The 1st defendant has however breached the oral agreement in that she has proceeded to make an offer to purchase in respect of the two immovable properties mentioned in 5.2 which offer the 2nd defendant has accepted in his capacity as Receiver and Liquidator.”


[17] It is self-evident that on the case as pleaded the second respondent is the “agent acting on the written authority” of the parties as required by section 2(1) and that it is he who would be obliged to give effect to their instructions and enter into a deed of alienation for the property concerned.


[18] For the reasons I have set out above, the construction placed upon the plaintiff’s claim by the court a quo is not the only construction that can be placed upon it and in my view the appeal must succeed.

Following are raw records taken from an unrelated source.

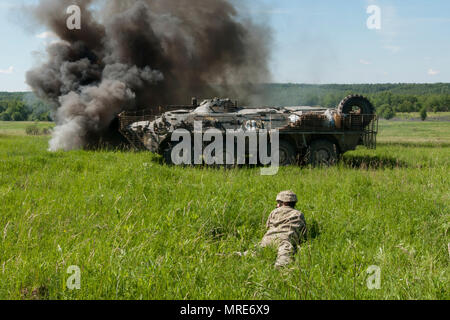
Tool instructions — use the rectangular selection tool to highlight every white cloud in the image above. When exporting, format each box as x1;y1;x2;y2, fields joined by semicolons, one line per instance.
360;59;372;65
36;31;57;39
383;45;401;53
428;69;440;76
0;66;14;75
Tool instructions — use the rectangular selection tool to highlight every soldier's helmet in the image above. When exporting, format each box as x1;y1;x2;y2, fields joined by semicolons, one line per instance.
276;190;298;203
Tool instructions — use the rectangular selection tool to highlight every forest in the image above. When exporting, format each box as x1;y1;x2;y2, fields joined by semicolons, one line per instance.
1;83;449;121
0;92;52;121
255;83;450;119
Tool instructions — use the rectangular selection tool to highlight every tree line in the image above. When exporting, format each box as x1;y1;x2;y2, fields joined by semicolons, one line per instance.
255;83;450;119
1;83;449;121
0;92;52;121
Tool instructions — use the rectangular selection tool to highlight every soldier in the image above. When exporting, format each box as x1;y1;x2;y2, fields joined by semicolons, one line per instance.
260;191;307;268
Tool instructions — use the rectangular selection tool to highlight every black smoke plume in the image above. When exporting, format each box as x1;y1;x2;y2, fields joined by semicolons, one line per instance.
26;0;271;151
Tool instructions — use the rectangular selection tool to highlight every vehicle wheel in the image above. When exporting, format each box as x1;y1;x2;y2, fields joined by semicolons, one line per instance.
337;95;375;127
163;142;194;166
306;140;338;166
212;149;238;169
204;148;237;168
272;140;297;166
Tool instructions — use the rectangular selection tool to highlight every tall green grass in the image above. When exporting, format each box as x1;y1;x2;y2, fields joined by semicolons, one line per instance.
0;122;448;300
378;120;450;145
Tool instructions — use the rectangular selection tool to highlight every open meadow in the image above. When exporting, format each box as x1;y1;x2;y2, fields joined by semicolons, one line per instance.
0;120;448;300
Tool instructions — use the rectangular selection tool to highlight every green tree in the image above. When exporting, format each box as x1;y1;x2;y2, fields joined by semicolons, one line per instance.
11;112;23;121
383;108;396;120
377;104;395;120
0;112;11;121
420;107;427;121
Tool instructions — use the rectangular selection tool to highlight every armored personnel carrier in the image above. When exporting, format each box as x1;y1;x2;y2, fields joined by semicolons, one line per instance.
118;95;378;166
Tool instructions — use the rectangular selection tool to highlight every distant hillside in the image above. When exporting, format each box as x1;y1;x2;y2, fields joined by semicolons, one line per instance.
1;83;449;121
265;83;450;96
253;84;450;111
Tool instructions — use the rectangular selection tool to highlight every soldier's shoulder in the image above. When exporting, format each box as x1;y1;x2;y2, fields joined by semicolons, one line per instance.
270;207;283;215
278;206;299;214
286;207;305;218
272;207;304;217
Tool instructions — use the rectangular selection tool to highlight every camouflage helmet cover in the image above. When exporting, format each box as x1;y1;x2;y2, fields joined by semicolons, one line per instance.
276;190;298;203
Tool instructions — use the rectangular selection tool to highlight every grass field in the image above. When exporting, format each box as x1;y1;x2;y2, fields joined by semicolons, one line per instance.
0;122;54;136
378;120;450;145
0;120;448;300
394;112;450;122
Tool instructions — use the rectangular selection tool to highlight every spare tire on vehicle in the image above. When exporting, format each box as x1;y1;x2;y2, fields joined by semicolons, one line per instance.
338;94;374;115
337;95;375;127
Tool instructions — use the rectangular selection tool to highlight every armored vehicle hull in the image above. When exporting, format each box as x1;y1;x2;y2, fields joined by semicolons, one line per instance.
119;95;378;166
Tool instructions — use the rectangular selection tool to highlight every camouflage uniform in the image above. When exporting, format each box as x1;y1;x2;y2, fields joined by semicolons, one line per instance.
260;191;307;267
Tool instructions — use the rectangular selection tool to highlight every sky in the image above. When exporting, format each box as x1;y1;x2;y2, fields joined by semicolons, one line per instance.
0;0;449;91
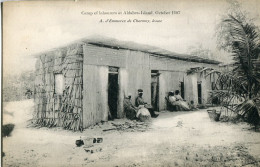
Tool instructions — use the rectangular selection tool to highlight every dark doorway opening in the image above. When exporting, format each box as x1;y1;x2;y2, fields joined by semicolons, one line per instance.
151;70;159;111
198;82;202;104
108;67;119;119
180;81;185;99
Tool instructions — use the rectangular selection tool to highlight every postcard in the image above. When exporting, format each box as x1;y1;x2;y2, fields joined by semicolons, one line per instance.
2;0;260;166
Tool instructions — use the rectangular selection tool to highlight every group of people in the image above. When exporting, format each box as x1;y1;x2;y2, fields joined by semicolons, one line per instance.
123;89;198;122
123;89;159;122
167;90;190;111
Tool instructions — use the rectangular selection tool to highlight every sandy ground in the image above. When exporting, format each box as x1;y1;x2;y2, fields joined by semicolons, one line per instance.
2;100;260;167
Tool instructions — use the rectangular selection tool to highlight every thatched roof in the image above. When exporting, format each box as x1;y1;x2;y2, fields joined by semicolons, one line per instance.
34;35;220;65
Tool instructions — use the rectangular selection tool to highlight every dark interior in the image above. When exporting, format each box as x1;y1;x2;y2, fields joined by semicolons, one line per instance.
198;83;202;104
181;81;185;99
151;70;159;111
108;72;119;119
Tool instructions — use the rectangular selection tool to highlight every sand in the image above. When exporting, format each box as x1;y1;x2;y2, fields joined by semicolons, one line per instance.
2;100;260;167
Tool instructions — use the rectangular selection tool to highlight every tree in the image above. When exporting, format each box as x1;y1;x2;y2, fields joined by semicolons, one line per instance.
188;44;214;60
216;0;260;99
188;1;260;129
3;70;35;101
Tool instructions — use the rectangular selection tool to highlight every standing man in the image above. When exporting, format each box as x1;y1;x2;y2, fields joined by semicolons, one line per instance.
135;89;159;118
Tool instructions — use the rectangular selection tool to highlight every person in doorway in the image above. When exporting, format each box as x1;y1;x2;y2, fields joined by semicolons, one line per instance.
135;89;159;118
123;93;138;120
174;90;190;111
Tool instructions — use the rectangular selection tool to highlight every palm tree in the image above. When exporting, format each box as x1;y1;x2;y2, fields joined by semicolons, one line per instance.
221;14;260;129
188;14;260;130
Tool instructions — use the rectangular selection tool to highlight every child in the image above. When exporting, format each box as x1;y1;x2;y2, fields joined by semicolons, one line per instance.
189;101;198;111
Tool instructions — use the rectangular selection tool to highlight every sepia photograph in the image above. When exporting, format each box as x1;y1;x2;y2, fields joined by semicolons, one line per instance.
2;0;260;166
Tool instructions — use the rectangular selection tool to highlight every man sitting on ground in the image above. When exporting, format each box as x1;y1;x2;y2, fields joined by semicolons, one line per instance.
166;91;178;111
135;89;159;118
123;93;138;120
174;90;190;111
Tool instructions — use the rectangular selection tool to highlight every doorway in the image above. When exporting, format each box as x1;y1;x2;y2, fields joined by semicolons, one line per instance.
198;82;202;104
180;81;185;99
108;67;119;119
151;70;159;111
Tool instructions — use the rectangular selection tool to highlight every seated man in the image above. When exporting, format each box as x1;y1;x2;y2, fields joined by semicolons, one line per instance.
135;89;159;118
174;90;190;111
123;93;138;120
166;91;178;111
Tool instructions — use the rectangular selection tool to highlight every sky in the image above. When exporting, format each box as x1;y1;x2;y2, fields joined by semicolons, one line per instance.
3;0;260;76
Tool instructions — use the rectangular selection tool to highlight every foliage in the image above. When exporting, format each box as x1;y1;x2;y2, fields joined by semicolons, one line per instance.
188;1;260;128
188;44;214;60
3;70;35;102
186;67;215;75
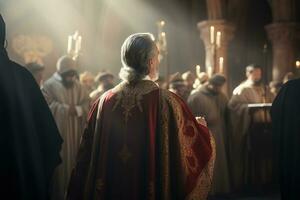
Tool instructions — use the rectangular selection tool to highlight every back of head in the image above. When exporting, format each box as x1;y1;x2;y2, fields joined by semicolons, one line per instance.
246;64;261;76
119;33;156;82
0;14;6;48
95;71;114;83
56;55;76;75
208;74;226;86
182;71;195;81
80;71;94;83
198;72;209;84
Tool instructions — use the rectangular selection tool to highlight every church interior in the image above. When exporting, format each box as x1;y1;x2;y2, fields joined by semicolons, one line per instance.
1;0;300;199
1;0;300;91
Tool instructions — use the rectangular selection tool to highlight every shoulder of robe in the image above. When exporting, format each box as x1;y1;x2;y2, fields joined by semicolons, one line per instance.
159;88;184;107
232;83;252;96
11;61;33;79
277;79;300;101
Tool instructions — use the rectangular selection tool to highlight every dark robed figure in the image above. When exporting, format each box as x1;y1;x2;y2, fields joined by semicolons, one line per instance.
0;15;62;199
67;33;215;200
271;79;300;199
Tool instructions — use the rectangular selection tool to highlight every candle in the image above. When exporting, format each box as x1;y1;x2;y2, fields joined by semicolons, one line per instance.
210;26;214;44
208;66;213;77
219;57;224;73
160;20;165;27
296;60;300;68
67;36;72;54
196;65;201;75
75;36;82;54
161;32;167;50
216;31;221;48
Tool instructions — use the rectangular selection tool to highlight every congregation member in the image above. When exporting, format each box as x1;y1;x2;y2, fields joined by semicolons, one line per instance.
182;70;196;95
0;14;62;200
89;71;115;103
271;78;300;199
188;74;230;195
80;71;95;94
42;55;89;200
228;64;273;189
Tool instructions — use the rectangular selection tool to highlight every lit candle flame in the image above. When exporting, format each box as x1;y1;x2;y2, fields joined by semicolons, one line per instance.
210;26;214;44
196;65;201;76
216;31;221;48
296;60;300;68
219;57;224;74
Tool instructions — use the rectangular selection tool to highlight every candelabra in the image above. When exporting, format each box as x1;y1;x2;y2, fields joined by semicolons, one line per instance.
67;31;82;60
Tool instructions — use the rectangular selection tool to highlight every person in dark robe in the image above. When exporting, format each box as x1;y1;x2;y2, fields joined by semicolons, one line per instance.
169;72;190;101
0;14;62;200
188;74;230;195
89;71;115;103
67;33;215;200
271;78;300;199
25;62;45;87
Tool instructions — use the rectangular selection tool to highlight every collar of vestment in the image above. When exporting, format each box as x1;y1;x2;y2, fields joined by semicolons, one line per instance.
112;79;159;94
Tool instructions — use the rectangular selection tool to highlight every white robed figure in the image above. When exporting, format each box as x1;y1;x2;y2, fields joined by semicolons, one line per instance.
228;64;273;190
42;56;89;200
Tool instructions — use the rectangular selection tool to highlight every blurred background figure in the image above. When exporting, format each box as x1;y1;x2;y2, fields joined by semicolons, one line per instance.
25;62;45;87
282;72;295;84
228;64;273;190
42;55;89;200
269;80;282;99
188;74;230;196
90;70;115;103
0;14;62;200
182;70;196;95
192;72;209;92
168;72;189;101
271;78;300;200
79;71;95;94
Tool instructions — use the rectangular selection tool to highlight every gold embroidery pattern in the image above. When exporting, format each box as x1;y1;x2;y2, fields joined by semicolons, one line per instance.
112;81;158;164
162;90;199;176
112;81;158;124
186;133;216;200
160;90;215;199
160;90;171;199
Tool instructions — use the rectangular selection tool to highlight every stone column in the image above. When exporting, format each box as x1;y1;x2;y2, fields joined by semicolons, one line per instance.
265;23;300;82
197;20;235;77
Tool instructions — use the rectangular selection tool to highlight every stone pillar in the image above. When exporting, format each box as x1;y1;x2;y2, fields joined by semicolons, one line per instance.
197;20;235;79
265;23;300;82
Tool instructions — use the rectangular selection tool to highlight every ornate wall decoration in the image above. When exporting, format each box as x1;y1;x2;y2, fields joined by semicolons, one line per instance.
12;35;53;64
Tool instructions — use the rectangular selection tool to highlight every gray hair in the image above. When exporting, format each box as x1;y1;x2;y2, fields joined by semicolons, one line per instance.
119;33;157;82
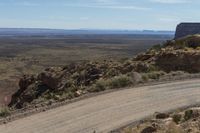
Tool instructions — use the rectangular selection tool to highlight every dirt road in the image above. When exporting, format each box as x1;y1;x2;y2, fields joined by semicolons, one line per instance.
1;79;200;133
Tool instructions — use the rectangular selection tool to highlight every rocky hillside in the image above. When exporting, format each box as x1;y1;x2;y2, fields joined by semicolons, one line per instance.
122;107;200;133
8;35;200;109
135;35;200;73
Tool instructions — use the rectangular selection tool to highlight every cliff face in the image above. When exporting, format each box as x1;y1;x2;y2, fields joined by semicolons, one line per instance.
175;23;200;39
155;50;200;73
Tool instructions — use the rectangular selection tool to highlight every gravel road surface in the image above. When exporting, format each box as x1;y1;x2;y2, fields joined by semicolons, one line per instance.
1;79;200;133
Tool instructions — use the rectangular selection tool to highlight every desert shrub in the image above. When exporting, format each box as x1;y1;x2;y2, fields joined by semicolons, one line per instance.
165;35;200;49
91;79;108;92
173;114;182;124
44;92;58;100
163;40;175;47
90;75;132;92
184;110;193;121
0;107;10;117
151;44;162;51
146;71;166;80
119;57;129;63
187;37;200;48
147;73;159;79
71;72;79;78
174;42;188;49
108;75;132;89
163;38;198;49
134;62;150;73
147;65;159;72
169;71;186;76
106;68;120;77
141;74;149;82
196;46;200;50
66;91;76;99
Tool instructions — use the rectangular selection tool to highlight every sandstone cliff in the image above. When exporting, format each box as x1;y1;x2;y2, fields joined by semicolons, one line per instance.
175;23;200;39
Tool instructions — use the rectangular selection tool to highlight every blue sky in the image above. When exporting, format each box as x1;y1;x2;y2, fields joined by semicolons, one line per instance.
0;0;199;30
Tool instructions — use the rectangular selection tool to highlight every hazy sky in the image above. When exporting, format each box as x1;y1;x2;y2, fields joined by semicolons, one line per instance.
0;0;199;30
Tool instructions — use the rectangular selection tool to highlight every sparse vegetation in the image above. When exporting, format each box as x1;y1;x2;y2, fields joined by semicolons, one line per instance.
142;71;166;80
2;27;200;133
6;34;200;110
184;109;193;121
172;114;182;124
0;34;169;105
90;75;132;92
0;107;10;118
108;75;132;89
90;79;107;92
141;74;149;82
151;44;162;51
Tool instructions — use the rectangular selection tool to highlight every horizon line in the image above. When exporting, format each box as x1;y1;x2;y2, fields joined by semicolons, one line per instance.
0;27;175;32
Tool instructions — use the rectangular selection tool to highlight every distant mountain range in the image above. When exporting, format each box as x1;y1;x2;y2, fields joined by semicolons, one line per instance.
0;28;174;36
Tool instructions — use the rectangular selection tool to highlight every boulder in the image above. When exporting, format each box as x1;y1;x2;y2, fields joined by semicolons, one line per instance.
9;75;35;107
19;75;35;91
156;113;169;119
141;126;157;133
37;72;59;89
130;72;142;83
184;108;200;121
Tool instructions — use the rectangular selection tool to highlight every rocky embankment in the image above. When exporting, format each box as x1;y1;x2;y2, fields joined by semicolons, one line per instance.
121;107;200;133
7;35;200;110
135;35;200;73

[19] In the circumstances, I propose the following order:


[19.1] The appeal is upheld.


[19.2] The order of the court a quo is set aside and replaced with the following order:


[19.2.1] “The exception is dismissed with costs.”



[19.3] The first respondent is ordered pay the appellant’s costs of the appeal.



_____________________________


A MILLAR

JUDGE OF THE HIGH COURT

GAUTENG DIVISION, PRETORIA

I AGREE AND IT IS SO ORDERED,

_____________________________


E VAN DER SCHYFF

JUDGE OF THE HIGH COURT

GAUTENG DIVISION, PRETORIA

I AGREE,

_____________________________


M MUNZHELELE

JUDGE OF THE HIGH COURT

GAUTENG DIVISION, PRETORIA


HEARD ON: 19 APRIL 2023

JUDGMENT DELIVERED ON: 31 MAY 2023


COUNSEL FOR THE APPELLANT: MR. J NYSSCHEN

INSTRUCTED BY: JOHAN NYSSCHENS ATTORNEYS

REFERENCE: MR. J NYSSCHEN


COUNSEL FOR THE FIRST RESPONDENT: ADV. Z MARX DU PLESSIS

INSTRUCTED BY: SHAPIRO AND LEDWABA INC.

REFERENCE: MR. A SHAPIRO



1 The court a quo refused an application for leave to appeal on 4 August 2020 but special leave to this court was subsequently granted by the Supreme Court of Appeal on 9 November 2020.

2 Marney v Watson and Another 1978 (4) SA 140 (C) at 144F-G.

3 See Living Hands (Pty) Ltd and Another v Ditz and Others 2013 (2) SA 368 (GSJ) at para [15] for a discussion of the general principles relating to exceptions.

4 2015 (2) SA 193 (CC) at para [10]. See also Children’s Resource Centre Trust v Pioneer Food (Pty) Ltd 2013 (2) SA 213 (SCA) at para [36].

5 68 of 1981.

6 SA Sentrale Ko-OP Graanmaatskappy BPK v Shifren en Andere 1964 (4) SA 760 (A) at 767A-C.